2) Limit Midday Sun Exposure
Avoid sun exposure during midday. From 10 am to 4 pm the sun’s rays are at their peak, which also means the highest levels of skin-damaging UV rays. A good rule of thumb is to stay out of the sun when your shadow is shorter than you.
3) Wear A Hat
Many types of skin cancer and UV-related sun damage impact the ears, nose, lips, and cheeks. Wearing a large-brimmed hat can help keep your face and eyes protected while outdoors.
4) Slap On The Sunscreen
Use a broad spectrum sunscreen that blocks both UVA and UVB radiation – even on overcast days, since UV rays can travel through clouds to cause damage to your skin.
5) Protect Your Eyes
It’s not just your skin that needs shielding from those intense UV rays – your eyes are also vulnerable to severe, and irreversible, UV damage. Wearing a pair of high-quality, UV-blocking sunglasses is the best way to protect your eyesight while you’re outside – not to mention the fact that color-changing sunglasses are also a great fashion accessory!

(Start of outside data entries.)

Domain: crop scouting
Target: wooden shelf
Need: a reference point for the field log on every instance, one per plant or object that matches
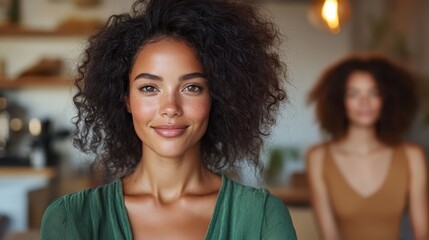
(35, 81)
(9, 30)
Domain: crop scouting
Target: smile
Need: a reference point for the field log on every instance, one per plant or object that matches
(170, 131)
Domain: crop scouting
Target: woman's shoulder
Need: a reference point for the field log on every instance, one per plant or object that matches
(85, 197)
(415, 154)
(252, 196)
(316, 154)
(256, 206)
(412, 148)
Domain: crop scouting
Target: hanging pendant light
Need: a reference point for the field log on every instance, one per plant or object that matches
(329, 14)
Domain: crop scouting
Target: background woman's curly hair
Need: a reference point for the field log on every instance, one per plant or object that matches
(238, 50)
(396, 85)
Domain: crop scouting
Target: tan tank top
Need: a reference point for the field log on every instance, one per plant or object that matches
(375, 217)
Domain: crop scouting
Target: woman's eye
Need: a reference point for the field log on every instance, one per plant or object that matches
(147, 89)
(193, 89)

6) Sun and Medications Don’t Mix
Some medications can make your skin even more sensitive to the sun, including certain types of antibiotics, anti-fungals, chemotherapy, and blood pressure drugs. If you’re taking medications, be sure to ask your pharmacist about how your treatment could impact your sensitivity to UV rays.
7) Be Careful In The Water
Water reflects the intense UV rays from the sun, which can expose you to significantly higher levels of UV than you’d normally find away from the beach, lake, or river. Take extra care to apply waterproof, SPF 30 or higher sunscreen when you’re planning on getting wet.